Une propriétaire d’un appartement situé au quatrième étage d’un immeuble parisien a subi un dégât des eaux en décembre 2021. Une expertise unilatérale réalisée en janvier 2022 a conclu à une fuite sur la colonne commune entre le quatrième et le cinquième étage. Le syndicat des copropriétaires a fait réaliser des travaux en septembre 2022, lesquels ont permis de rétablir le bon fonctionnement des évacuations. Un procès-verbal de constat dressé en mars 2025 a relevé des traces anciennes de dégâts des eaux dans un logement manifestement non habité et non rénové.

La propriétaire a assigné le syndicat des copropriétaires et plusieurs copropriétaires devant le juge des référés par acte du 4 mars 2024, sollicitant une mesure d’expertise sur le fondement de l’article 145 du code de procédure civile ainsi qu’une provision ad litem. Le syndicat des copropriétaires s’est opposé à ces demandes en faisant valoir que les travaux réalisés en 2022 avaient résolu le problème. Les anciens propriétaires d’un lot ont été mis hors de cause après l’intervention volontaire de leur fille, devenue propriétaire par donation, et de son assureur.

La question posée au juge des référés était de déterminer si la demanderesse justifiait d’un motif légitime au sens de l’article 145 du code de procédure civile pour obtenir une mesure d’expertise concernant des désordres affectant les canalisations communes de l’immeuble.

Le juge des référés a rejeté la demande d’expertise au motif que la requérante ne démontrait l’existence d’aucun désordre nouveau depuis les travaux de 2022 et que les dégradations constatées en 2025 apparaissaient anciennes. Il a précisé qu’une « mesure d’expertise judiciaire n’a pas vocation à permettre à un copropriétaire de solliciter une forme d’audit des installations sanitaires de l’immeuble ».

Cette décision conduit à examiner d’abord l’appréciation restrictive du motif légitime en matière de copropriété (I), puis les limites ainsi posées à l’expertise préventive comme instrument de politique procédurale (II).

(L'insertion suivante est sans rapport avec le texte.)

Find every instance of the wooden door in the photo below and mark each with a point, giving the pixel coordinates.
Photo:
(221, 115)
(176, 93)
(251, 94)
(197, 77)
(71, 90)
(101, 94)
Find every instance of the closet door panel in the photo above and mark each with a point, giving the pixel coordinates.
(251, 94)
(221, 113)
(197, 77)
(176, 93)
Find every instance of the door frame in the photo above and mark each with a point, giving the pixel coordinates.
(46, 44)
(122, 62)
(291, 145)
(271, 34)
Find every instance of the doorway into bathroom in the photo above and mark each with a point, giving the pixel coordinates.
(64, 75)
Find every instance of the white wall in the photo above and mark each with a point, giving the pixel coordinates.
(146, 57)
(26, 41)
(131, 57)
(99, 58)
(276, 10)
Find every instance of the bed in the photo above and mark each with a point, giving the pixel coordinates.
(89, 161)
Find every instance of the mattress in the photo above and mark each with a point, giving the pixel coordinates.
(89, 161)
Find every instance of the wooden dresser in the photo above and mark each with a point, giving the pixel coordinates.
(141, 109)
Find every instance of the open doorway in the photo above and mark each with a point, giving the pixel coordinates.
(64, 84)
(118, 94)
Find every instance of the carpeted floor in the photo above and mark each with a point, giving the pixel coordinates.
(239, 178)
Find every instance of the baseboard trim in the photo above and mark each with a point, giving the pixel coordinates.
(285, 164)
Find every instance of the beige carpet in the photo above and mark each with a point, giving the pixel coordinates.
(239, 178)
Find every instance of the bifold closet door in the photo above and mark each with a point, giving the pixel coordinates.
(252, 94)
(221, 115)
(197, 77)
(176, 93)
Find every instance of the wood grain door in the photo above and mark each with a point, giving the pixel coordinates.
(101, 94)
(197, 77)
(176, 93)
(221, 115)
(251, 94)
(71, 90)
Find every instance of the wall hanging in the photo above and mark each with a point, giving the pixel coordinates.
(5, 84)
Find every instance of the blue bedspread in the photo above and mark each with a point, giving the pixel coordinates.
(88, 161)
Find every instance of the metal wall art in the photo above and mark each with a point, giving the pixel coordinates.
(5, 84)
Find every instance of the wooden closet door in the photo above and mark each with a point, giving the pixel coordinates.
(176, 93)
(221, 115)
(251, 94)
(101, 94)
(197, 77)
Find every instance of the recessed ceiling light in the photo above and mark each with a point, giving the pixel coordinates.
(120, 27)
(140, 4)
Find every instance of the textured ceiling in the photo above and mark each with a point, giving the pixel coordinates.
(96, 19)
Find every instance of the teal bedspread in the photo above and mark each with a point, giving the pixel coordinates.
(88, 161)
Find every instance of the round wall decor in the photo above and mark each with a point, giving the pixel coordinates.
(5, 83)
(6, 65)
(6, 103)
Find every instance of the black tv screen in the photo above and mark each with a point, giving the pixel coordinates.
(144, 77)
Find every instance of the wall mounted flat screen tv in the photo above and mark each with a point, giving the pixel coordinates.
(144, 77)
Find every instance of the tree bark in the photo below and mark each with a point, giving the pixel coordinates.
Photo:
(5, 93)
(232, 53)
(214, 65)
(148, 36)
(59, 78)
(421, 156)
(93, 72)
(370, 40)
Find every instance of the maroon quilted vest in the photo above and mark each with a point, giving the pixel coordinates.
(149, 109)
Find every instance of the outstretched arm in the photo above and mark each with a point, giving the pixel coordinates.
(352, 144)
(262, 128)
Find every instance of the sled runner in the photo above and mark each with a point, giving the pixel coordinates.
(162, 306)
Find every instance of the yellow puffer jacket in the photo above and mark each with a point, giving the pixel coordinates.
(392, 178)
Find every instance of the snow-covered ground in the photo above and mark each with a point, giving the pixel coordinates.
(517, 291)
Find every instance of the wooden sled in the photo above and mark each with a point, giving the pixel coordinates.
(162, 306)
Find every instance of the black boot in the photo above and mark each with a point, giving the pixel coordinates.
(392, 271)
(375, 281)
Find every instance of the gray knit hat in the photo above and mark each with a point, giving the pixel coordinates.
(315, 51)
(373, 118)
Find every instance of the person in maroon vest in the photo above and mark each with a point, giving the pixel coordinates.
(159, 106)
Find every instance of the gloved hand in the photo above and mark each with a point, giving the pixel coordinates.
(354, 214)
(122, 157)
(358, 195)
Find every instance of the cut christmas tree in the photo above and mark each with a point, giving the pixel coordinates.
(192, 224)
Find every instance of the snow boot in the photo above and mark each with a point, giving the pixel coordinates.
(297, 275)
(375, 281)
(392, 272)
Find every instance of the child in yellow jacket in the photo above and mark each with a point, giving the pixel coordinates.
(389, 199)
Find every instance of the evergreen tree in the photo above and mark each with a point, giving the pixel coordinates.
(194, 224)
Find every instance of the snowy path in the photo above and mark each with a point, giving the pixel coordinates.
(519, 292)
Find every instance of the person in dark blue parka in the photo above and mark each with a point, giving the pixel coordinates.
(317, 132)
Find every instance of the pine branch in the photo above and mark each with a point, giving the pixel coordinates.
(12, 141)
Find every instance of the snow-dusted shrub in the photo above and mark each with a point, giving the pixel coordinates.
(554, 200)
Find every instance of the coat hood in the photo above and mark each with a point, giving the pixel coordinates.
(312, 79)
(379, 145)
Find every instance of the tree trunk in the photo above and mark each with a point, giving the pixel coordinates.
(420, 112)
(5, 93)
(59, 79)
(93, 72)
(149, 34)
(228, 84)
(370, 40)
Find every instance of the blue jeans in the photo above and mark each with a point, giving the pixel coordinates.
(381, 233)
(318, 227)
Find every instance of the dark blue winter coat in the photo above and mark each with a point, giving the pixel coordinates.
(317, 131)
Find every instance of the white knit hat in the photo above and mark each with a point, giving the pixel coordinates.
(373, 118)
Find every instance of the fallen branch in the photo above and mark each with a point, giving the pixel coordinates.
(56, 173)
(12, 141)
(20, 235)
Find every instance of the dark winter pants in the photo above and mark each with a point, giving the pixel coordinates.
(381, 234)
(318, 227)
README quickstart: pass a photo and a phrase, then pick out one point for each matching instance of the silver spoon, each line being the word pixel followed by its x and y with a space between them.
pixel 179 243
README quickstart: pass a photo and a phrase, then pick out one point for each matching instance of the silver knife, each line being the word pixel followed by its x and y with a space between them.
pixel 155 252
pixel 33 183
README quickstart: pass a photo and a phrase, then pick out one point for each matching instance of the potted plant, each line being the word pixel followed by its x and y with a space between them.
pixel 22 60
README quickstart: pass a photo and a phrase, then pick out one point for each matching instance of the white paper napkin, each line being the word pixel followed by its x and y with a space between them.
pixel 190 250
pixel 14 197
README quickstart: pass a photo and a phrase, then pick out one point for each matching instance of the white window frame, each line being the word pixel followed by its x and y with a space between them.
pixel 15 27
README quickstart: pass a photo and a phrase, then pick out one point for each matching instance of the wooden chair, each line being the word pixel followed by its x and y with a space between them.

I – L’appréciation restrictive du motif légitime en matière de copropriété

Le juge des référés délimite avec précision les contours du motif légitime (A) avant de soumettre sa caractérisation à une exigence probatoire rigoureuse (B).

A – La délimitation du motif légitime par le caractère actuel du préjudice

L’article 145 du code de procédure civile permet d’obtenir une mesure d’instruction avant tout procès lorsqu’existe un motif légitime de conserver ou d’établir la preuve de faits dont pourrait dépendre la solution d’un litige. Le juge des référés rappelle dans cette ordonnance que « si le litige au fond peut n’être qu’éventuel, la mesure sollicitée doit toutefois reposer sur des faits précis, objectifs et vérifiables, qui permettent de projeter ce litige futur comme plausible et crédible ».

Cette formulation synthétise la jurisprudence constante de la Cour de cassation qui exige que le demandeur établisse le caractère suffisamment déterminé du fondement et de l’objet du procès envisagé. Le juge ne préjuge pas des responsabilités ni des chances de succès du litige futur. Il vérifie seulement que celui-ci n’est pas manifestement voué à l’échec.

En l’espèce, la difficulté tenait à l’ancienneté des désordres invoqués. Le dégât des eaux initial datait de décembre 2021. Les travaux de remise en état des canalisations communes avaient été effectués en septembre 2022. Le procès-verbal de constat produit par la demanderesse, dressé en mars 2025, ne révélait aucune fuite active mais uniquement des « traces d’anciens dégâts des eaux » et des « traces d’humidité anciennes ». Le juge en déduit que les dégradations sont « vraisemblablement consécutives au dégât des eaux de fin 2021/début 2022 ».

L’absence de désordre nouveau depuis les travaux réalisés par le syndicat prive la demande de son assise factuelle. Le motif légitime suppose une projection vers un litige futur crédible. Or un litige fondé sur des dommages anciens et réparés ne présente pas ce caractère de crédibilité.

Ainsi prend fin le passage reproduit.